Human controllers can't always react swiftly enough and the radio signals may not reach everywhere the robot goes, according to a Cornell statement.
So, Saxena, who did his B.Tech. in 2004 from the Indian Institute of Technology (IIT) Kanpur, in a bid to overcome these limitations is building on methods he previously had developed to turn a flat video camera image into a 3-D model.
He used such cues as converging straight lines, the apparent size of familiar objects and what objects are in front of or behind each other the same cues humans unconsciously use to supplement their stereoscopic vision.
The flying robot was tested in 53 autonomous flights in obstacle-rich environments including Cornell's Arts Quad succeeding in 51 cases, failing twice because of winds.The test vehicle is a quadrotor, a commercially available flying machine about the size of a card table with four helicopter rotors.

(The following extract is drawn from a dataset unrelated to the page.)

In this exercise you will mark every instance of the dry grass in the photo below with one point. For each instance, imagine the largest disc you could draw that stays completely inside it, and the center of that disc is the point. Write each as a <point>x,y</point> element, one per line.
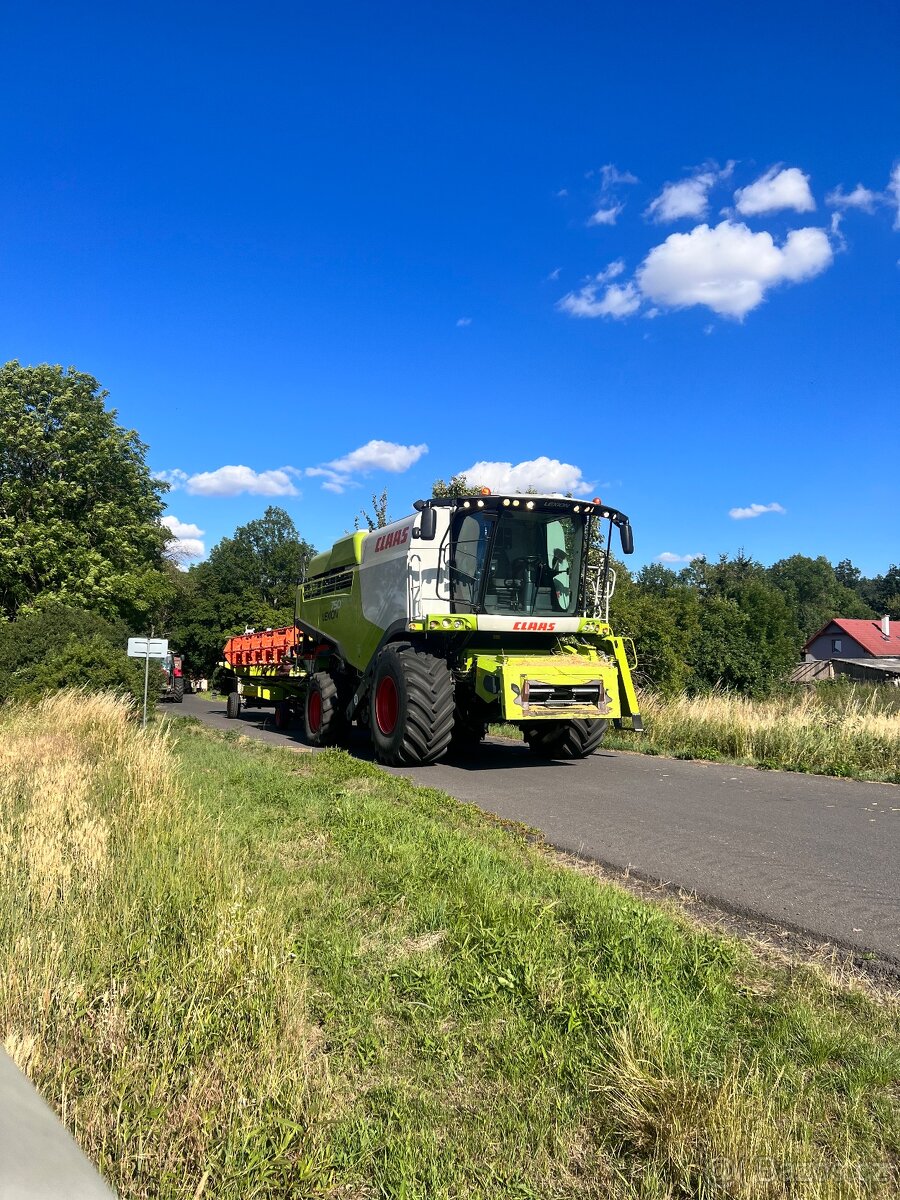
<point>235,978</point>
<point>851,733</point>
<point>138,973</point>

Graduate students Ian Lenz and Mevlana Gemici trained the robot with 3-D pictures of such obstacles as tree branches, poles, fences and buildings. The robot's computer learns the characteristics all the images have in common, such as colour, shape and texture.The resulting set of rules for deciding what is an obstacle is burned into a chip before the robot flies.
In flight, the robot breaks the current 3-D image of its environment into small chunks based on obvious boundaries, decides which ones are obstacles and computes a path through them as close as possible to the route it has been told to follow.
Saxena plans to improve the robot's ability to respond to environment variations such as winds and enable it to detect and avoid moving objects, like real birds.
The results were presented at the International Conference on Intelligent Robots and Systems in Portugal during early October.